Este mes una noticia se destacó sobre las habituales atrocidades que ocurren en Palestina sin llamar la atención de los medios: el 6 de septiembre seis presos palestinos se escaparon de la cárcel de máxima seguridad de Gilboa, en el norte de Palestina ocupada por Israel.
A diferencia de otras fugas políticas notables –como la de los tupamaros uruguayos en 1971 o la de los chilenos del FPMR en 1990–, los palestinos no tuvieron apoyo desde el exterior, y la fuga fue una sorpresa para todo el mundo. Esa fue también su mayor vulnerabilidad, pues los seis fugitivos deambularon varios días por Galilea sin conocer el terreno, alimentándose con frutas recogidas en el camino, y sin pedir ayuda en las comunidades palestinas de la región para evitar que las siempre feroces represalias israelíes cayeran sobre ellas. Se habían dividido en tres grupos de dos; dos grupos fueron apresados en la misma Galilea cinco días después de la fuga, y el último par cayó tras una búsqueda frenética de 13 días que culminó en el campo de refugiados de Yenín (adonde habían logrado cruzar desde Israel); los dos fugitivos decidieron entregarse para evitar una masacre en el mismo mujayyam que Israel destruyó por completo en 2002, y donde últimamente ha ejecutado a varios militantes.
¿Quiénes eran los seis presos fugados? Todos son nativos de Yenín, distrito en el norte de Cisjordania ocupada conocido por haber sido un foco de la resistencia armada, sobre todo durante la segunda intifada (2000-2005), y hoy un bastión de la organización política Yihad Islámica (YI), a la cual pertenecen cinco de los fugados. Cuatro de ellos, integrantes de las Brigadas de Al Aqsa (el ala armada de la YI) están condenados a cadena perpetua, acusados de matar soldados y colonos israelíes durante la segunda intifada: Mahmud Abdullah Ardah (46) lleva 25 años preso y fue el ideólogo de la fuga; Mohammed Qassem Ardah (39) lleva 19 años preso; Yaqub Qadri (49) lleva 18 años preso; Ayham Nayef Kamanji (35) lleva 15 años preso. Además, Munadil Yaqub Nfeiat (26) está preso desde 2019 sin cargos ni juicio. Y el más famoso de todos, Zakaria Zubeidi (46) fue comandante de las Brigadas de los Mártires de Al Aqsa (brazo armado de Fatah) en el campo de refugiados de Yenín, donde los israelíes mataron a su familia y destruyeron su casa tres veces.
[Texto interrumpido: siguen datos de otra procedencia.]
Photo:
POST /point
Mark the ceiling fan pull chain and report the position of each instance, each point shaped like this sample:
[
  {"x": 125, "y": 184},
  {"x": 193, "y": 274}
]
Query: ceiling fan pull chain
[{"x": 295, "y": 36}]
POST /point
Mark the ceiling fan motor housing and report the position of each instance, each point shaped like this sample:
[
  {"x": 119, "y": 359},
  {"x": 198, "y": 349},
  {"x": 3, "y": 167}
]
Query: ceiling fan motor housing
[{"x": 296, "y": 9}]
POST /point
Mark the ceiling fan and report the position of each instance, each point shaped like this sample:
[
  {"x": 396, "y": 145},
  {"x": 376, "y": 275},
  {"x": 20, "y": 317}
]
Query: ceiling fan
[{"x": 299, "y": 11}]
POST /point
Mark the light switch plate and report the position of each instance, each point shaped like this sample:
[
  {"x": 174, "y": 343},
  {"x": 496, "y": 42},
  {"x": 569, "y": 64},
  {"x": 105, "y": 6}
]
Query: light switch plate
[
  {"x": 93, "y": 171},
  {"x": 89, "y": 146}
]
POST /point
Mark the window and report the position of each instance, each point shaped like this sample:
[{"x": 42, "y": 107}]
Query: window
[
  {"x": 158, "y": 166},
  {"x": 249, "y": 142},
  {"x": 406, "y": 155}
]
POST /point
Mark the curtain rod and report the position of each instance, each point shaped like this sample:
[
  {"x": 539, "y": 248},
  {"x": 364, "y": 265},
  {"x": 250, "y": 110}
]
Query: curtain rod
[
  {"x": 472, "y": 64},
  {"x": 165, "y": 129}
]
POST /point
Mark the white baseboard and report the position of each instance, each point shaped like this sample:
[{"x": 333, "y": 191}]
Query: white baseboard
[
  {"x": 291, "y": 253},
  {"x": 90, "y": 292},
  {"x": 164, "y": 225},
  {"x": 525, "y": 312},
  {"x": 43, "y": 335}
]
Zubeidi ha pasado gran parte de su vida en distintas prisiones, fue herido de gravedad en 2002 y eludió varios intentos de asesinato; en 2007 renunció a la lucha armada, fue amnistiado y se volvió la mano derecha de Juliano Mer-Khamis en la fundación del Teatro de la Libertad. Su amnistía fue revocada en 2012 y fue detenido en 2019 por supuestas acciones armadas.
Al conocerse la fuga, inmediatamente la histeria colectiva −fogoneada por los medios− se apoderó de la sociedad israelí: los fugitivos fueron presentados como una amenaza letal, como si se tratara de un ejército dispuesto a aniquilar israelíes y no de seis presos crónicos corriendo por sus vidas. Además de lanzarse a una masiva cacería que costó millones de dólares diarios, el régimen sionista no tardó en implementar una de sus habituales operaciones de castigo colectivo: hizo redadas masivas en las comunidades de origen de los fugitivos, invadió las casas de sus familias y se llevó detenidos a parientes y decenas de jóvenes, sin motivo ni prueba alguna que los vinculara con la fuga. Esta represión desató a su vez una reacción de protesta e indignación en todo el territorio palestino, donde la gente salió a las calles para expresar su apoyo masivo a los presos y su rechazo a la reacción punitiva israelí, y a su vez fue violentamente reprimida.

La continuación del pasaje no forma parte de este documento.